Ces raisons s’additionnent pour renforcer le besoin en interprètes, en passeurs d’idées entre les mondes politique et économique.

 

 

DEUX GENERATIONS DE CONSEILS EN AFFAIRES PUBLIQUES …

 

La génération « traditionnelle » de conseils en affaires publiques (1980-2000).

  • Représentants d’entreprises, de syndicats ou d’associations.
  • Présence au sein des institutions afin de contrôler les processus de décision.
  • Absence de formation spécifique en affaires publiques et en communication d’entreprise.
  • Qualités personnelles certaines et réseau de « collègues amis ».

La génération « nouvelle » de conseils en affaires publiques (2000-…).

  • Etudiants rôdés aux sciences politiques, qui disposent d’une formation spécifique en lobbying.
  • Facultés d’analyse et de synthèse.
  • Nécessité de se constituer un carnet d’adresses.

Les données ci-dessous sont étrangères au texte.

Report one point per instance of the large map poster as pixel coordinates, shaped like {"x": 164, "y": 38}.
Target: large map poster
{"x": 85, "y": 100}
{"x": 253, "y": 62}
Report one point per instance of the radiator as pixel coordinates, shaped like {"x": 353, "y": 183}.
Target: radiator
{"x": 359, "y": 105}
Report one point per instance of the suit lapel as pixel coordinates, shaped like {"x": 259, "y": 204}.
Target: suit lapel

Nous assistons aujourd’hui à la confrontation de deux générations de conseils en affaires publiques.

  • Tout les oppose …

… même s’il existe des complémentarités évidentes.

 

 

… QUI EXERCENT UN METIER EN PROFONDE EVOLUTION

 

Ce qui compte n’est plus uniquement …

  • L’accès à l’information (Internet est passé par là).
  • L’accès à une personne (la décision est désormais plurielle).

… mais c’est d’abord

  • La capacité d’analyse du marché des idées.
  • La détermination des paramètres de négociation et les alliances possibles.
  • La construction d’un argumentaire pour faire valoir sa position auprès des décideurs, la capacité à mettre des intérêts particuliers en résonance avec l’intérêt général au moyen de l’élaboration de compromis.

 

 

LE CONSEIL EN AFFAIRES PUBLIQUES : UN METIER QUI SE DEMOCRATISE AVEC L’ESSOR D’INTERNET

 

Alors que le conseil en affaires publiques était traditionnellement réservé aux puissantes organisations compte tenu du coût des actions mises en œuvre, le cyber lobbying est accessible à n’importe quelle personne morale ou privée, sans condition de ressources.

Alors que par le passé, les campagnes visaient essentiellement des décideurs publics au niveau national ou européen, on assiste à la multiplication de campagnes de cyber lobbying organisées par de petits groupes ou par des personnes individuelles à un niveau régional ou purement local : fermeture d’usine, passage d’une ligne TGV sur une commune, implantation d’antennes relais, …

Internet est devenu un support d’influence incontournable.

 

 

L’IMAGE DU CONSEIL EN AFFAIRES PUBLIQUES : DES DIFFERENCES IMPORTANTES D’UN PAYS A L’AUTRE

 

En France, le conseil en affaires publiques suscite encore aujourd’hui une certaine méfiance ; ce qui n’empêche pas pour autant les consultants en affaires publiques d’être actifs.

Au plan européen, le conseil en affaires publiques bénéficie d’une reconnaissance institutionnelle. Fonctionnant sur la base du compromis et de la négociation, les institutions européennes ont consacré le conseil en affaires publiques comme partie intégrante du système décisionnel européen. A Bruxelles et à Strasbourg, les consultants en affaires publiques sont inscrits sur un registre public et bénéficient d’un laissez-passer qui leur donne le droit de circuler dans l’enceinte du Parlement. En contrepartie, ils s’engagent sur un code de conduite qui fixe le cadre dans lequel ils informent les députés européens. Leur intervention contribue à renforcer le caractère délibératif et pluraliste des décisions publiques.

Aux Etats-Unis, le conseil en affaires publiques est une forme d’action reconnue, les entreprises faisant de plus en plus souvent appel à des consultants en affaires publiques. Il est considéré comme étant un mode d’expression des citoyens envers les autorités étatiques, une démarche démocratique, une volonté de participer avec succès à la conduite des affaires communes. Plus généralement, dans les pays anglo-saxons de tradition protestante, nul ne doit rester les bras croisés lorsque ses intérêts sont en cause. Agir ou réagir est un droit, c’est presque un devoir.